A lie to shut off disappointment. A lie that runs so deep that defeat is already accepted: She could have died; just be thankful she’s still alive. And then it takes a jumping switchback from past to present: You could lose your own children, your own husband. So be grateful you have them. Counting those blessings over and over and over and the lie that morphs out of the evil heart is this: that’s all I get in life. No guarantees. Stop asking for so much, E. A fickle jackpot and I already hit the lottery. Play it safe. I peaked at 23 years old.
I cheated death. I was born alive. I cheated a mental lockdown. I was born healthy.
My sister, was not.
My brother returned from Iraq in 2005, changed. Grown from an unsure boy to a somber man. He lost brothers. Friends. Marines. He had now cheated death too.
Guilt wracked his soul for having lived. For coming home.
Marines had died. The middle child came home, struggling to reenter civilian life. His younger sister, still trapped as a six year old. His older sister, shutting off her disappointment. Emotional lock down. We were all trapped.
“E, you have everything. A perfect family, a perfect life. Nothing bad ever happens in your world.” These words haunt the soul, spoken by a dear friend when we were young. When we were so impressionable.
No, no one has a perfect life, I reassure her.
Then why don’t you talk about it?
Because it could be worse. Because if I talk about it, it makes me sad. Because there is nothing I can do about it, I think. Because if I’m sad about it all, then that would mean I’m ungrateful, right? Because then I have to be vulnerable. Because then the wall comes crumbling down.
I was the daughter that experienced my high school years in full awakening. I was the young woman who married my husband without a care in the world. I was the one who was whisked away to live in a tiny apartment and start life together with an adoring man. The lucky one that didn’t even try to get pregnant that blissful summer of 2003, but did. God blessed me and anything more than that is just insipid, I tell myself.

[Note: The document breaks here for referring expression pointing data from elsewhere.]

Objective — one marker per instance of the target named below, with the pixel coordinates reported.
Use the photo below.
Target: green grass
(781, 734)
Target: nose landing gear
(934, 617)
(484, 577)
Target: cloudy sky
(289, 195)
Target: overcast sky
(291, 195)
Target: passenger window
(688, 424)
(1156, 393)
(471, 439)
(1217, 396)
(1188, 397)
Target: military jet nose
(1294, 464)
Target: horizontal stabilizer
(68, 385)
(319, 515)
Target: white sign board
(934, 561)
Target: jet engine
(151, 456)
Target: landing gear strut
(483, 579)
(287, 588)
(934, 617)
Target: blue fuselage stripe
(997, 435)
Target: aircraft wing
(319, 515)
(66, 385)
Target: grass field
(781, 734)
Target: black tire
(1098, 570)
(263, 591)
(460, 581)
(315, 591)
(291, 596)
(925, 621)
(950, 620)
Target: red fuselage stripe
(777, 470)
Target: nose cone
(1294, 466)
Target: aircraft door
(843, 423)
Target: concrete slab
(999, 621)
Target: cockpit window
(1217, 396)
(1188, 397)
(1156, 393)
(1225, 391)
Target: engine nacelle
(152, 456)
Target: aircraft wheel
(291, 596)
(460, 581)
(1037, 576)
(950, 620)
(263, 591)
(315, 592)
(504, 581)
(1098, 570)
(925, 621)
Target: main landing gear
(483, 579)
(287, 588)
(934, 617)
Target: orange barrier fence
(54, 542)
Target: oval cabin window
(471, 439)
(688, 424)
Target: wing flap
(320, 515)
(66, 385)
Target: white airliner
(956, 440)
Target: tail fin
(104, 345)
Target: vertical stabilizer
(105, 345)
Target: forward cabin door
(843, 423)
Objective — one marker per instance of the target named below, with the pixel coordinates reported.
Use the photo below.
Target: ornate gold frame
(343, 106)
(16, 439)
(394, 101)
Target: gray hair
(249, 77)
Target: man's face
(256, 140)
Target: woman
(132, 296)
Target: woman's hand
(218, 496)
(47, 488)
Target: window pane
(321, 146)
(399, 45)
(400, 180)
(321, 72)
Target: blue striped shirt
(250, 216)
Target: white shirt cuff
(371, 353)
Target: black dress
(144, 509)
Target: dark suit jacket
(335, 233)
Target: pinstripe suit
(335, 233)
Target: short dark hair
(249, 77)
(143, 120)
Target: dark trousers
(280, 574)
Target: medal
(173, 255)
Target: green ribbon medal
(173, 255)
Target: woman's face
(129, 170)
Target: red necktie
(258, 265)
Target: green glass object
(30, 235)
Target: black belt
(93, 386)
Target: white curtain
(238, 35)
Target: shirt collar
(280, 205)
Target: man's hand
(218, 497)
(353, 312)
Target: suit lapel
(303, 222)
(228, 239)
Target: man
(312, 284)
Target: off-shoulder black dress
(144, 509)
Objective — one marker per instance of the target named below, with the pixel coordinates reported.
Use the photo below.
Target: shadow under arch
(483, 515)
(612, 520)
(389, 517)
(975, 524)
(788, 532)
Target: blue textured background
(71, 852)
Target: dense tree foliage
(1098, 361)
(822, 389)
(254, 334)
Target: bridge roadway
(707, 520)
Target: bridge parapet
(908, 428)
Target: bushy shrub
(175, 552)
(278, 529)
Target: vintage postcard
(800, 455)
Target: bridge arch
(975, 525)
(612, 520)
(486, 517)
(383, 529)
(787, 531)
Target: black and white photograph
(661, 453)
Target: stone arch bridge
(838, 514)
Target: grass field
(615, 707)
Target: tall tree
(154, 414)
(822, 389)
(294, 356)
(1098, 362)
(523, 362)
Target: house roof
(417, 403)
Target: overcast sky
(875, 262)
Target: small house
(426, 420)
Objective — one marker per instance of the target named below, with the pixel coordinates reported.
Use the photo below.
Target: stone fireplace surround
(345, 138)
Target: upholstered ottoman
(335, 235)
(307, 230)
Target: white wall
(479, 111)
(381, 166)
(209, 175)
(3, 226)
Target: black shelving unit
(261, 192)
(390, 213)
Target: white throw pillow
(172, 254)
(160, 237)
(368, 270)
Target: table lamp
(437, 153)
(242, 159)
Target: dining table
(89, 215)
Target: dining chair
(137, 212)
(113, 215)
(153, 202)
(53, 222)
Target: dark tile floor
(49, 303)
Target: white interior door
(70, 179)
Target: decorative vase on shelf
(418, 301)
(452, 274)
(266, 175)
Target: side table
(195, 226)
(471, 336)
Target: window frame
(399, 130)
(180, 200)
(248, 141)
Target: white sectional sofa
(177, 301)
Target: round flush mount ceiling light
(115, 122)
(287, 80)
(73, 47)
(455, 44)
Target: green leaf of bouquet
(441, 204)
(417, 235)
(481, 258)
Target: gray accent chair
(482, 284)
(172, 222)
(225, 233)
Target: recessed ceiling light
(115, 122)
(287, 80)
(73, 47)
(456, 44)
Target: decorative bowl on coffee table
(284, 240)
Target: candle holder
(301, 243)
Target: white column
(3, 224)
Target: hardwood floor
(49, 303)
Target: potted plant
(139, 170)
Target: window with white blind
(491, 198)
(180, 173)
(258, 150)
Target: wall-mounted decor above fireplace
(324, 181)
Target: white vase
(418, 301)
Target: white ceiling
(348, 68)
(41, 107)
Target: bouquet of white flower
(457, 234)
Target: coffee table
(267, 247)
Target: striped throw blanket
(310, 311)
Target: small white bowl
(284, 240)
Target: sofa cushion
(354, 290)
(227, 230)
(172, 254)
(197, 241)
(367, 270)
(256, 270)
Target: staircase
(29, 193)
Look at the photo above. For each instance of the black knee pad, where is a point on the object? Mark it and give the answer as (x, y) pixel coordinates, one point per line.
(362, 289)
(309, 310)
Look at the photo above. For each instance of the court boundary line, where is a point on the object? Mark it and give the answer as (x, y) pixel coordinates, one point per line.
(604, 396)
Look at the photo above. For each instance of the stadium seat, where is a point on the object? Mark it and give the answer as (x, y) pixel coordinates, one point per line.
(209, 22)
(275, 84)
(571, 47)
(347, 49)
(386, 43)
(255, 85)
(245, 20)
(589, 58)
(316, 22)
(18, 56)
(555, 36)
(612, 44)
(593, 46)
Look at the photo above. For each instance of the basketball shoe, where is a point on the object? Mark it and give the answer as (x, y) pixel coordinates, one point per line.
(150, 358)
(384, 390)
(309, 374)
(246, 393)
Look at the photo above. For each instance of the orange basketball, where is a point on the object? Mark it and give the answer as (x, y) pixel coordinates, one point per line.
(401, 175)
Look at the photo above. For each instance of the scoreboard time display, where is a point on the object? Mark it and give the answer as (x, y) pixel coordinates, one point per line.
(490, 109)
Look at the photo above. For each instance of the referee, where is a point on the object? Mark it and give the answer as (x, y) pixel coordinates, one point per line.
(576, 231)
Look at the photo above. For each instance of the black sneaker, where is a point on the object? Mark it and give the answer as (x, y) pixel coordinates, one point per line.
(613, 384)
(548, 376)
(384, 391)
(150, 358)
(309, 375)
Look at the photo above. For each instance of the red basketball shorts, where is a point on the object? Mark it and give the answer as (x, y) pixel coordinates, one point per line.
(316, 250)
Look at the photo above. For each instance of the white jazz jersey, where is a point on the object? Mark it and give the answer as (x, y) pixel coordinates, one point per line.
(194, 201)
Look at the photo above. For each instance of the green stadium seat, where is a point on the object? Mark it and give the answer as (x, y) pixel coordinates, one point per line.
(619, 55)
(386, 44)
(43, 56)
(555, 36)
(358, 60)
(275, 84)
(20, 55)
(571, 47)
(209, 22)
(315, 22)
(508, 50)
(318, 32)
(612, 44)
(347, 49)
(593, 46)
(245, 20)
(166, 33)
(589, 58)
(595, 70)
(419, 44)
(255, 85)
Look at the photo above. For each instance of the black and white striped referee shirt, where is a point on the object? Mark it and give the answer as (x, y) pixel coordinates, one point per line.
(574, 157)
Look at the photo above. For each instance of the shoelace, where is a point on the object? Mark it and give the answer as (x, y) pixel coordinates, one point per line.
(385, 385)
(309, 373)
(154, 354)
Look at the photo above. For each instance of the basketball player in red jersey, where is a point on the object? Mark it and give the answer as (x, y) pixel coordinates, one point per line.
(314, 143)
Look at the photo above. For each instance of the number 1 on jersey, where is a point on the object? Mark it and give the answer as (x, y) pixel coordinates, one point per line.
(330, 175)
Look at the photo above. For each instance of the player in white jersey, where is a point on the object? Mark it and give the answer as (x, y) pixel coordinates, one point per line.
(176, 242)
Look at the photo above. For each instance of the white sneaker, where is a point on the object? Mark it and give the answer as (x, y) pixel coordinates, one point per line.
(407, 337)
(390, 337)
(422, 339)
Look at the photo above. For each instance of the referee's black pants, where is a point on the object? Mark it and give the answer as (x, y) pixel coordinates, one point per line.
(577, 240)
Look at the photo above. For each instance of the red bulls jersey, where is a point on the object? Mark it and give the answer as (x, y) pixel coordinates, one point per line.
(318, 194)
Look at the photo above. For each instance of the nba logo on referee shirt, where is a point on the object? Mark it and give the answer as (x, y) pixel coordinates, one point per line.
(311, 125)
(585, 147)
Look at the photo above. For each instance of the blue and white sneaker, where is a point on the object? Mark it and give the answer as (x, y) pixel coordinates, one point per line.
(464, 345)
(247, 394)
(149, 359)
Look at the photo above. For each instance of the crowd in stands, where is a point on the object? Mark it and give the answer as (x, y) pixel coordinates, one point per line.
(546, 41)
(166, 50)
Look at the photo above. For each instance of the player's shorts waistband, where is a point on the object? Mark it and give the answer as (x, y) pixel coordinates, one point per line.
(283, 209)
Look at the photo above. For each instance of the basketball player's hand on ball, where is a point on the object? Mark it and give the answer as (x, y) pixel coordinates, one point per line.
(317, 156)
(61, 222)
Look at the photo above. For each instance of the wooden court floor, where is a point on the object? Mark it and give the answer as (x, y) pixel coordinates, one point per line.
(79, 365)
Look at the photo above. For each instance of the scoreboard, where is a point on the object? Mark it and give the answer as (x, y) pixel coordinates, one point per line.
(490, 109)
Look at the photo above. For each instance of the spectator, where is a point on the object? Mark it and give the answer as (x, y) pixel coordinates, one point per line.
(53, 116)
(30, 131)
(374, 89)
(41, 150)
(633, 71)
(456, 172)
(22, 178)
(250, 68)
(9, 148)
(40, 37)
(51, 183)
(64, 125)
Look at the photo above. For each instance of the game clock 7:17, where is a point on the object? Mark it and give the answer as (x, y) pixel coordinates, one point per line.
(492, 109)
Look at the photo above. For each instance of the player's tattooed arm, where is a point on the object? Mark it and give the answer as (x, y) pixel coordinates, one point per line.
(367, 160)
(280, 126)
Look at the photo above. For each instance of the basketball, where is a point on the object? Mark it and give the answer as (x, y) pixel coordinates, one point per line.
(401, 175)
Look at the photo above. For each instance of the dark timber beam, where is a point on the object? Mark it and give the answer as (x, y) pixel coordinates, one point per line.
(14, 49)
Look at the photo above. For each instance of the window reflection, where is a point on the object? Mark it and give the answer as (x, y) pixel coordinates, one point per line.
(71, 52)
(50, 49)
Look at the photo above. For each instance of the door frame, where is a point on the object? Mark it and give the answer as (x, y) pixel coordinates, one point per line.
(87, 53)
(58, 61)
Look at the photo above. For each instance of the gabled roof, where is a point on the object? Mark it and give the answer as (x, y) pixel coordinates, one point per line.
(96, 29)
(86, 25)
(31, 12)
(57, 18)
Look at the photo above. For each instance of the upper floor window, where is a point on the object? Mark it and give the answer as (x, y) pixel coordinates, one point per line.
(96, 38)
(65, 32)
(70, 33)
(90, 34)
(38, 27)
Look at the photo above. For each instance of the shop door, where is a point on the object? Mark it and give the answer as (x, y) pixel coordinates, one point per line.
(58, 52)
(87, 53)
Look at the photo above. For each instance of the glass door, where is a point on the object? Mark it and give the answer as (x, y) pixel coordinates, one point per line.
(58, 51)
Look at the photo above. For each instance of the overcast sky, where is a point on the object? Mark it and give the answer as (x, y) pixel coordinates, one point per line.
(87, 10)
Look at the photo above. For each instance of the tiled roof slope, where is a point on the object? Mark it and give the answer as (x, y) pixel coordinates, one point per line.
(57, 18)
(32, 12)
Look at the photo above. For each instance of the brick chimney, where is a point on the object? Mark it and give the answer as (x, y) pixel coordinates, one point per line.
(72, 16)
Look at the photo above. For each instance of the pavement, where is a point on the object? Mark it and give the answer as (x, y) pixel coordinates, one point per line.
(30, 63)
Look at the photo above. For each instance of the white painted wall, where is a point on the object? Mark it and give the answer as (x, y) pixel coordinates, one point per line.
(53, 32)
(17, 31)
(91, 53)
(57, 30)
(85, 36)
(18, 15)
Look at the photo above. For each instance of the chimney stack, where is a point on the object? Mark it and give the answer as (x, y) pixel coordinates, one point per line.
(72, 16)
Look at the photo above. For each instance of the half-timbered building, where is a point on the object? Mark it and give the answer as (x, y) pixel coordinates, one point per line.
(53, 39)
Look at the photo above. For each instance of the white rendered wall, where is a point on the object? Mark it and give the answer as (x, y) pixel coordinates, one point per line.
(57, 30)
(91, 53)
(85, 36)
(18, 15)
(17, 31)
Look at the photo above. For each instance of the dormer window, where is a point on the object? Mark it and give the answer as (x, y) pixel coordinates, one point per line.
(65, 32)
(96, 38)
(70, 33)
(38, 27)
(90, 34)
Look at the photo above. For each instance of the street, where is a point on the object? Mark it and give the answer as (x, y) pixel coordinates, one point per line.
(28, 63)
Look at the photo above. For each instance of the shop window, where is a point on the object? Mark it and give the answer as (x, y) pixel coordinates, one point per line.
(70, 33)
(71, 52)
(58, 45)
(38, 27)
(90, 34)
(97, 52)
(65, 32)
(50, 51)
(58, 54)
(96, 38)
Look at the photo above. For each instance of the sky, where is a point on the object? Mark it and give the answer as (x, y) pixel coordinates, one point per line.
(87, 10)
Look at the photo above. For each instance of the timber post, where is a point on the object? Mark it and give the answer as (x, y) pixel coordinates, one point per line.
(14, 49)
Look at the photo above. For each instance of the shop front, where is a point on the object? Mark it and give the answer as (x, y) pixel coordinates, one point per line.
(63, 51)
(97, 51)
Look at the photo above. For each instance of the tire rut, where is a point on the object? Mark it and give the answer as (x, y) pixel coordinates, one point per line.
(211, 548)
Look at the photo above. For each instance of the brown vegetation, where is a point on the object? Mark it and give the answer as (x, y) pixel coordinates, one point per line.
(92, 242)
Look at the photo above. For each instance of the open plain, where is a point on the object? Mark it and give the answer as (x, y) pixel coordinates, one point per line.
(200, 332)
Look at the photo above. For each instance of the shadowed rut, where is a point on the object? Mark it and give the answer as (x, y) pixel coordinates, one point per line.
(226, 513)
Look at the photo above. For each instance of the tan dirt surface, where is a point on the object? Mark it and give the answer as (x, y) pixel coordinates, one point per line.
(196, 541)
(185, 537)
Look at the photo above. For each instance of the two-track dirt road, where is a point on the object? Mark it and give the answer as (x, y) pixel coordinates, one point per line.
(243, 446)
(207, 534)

Can we ever dream too big? Can we ever want too much good?
The truth is, there is pain and trial in this world, and this is not the way it is supposed to be. And I won’t ever stop talking about hope and joy and triumph. I refuse to let hope be crushed under the weight of thinking this is all just luck of the draw.
There was once a Dream set in motion, a Plan, meant to free those in bondage, trapped in hopeless chains. To lift and strengthen the weak, the cursed, the dying. There was a Word from heaven, Love itself, that would heal and cleanse and make anew. A Hope that lives and moves and Love that will set free.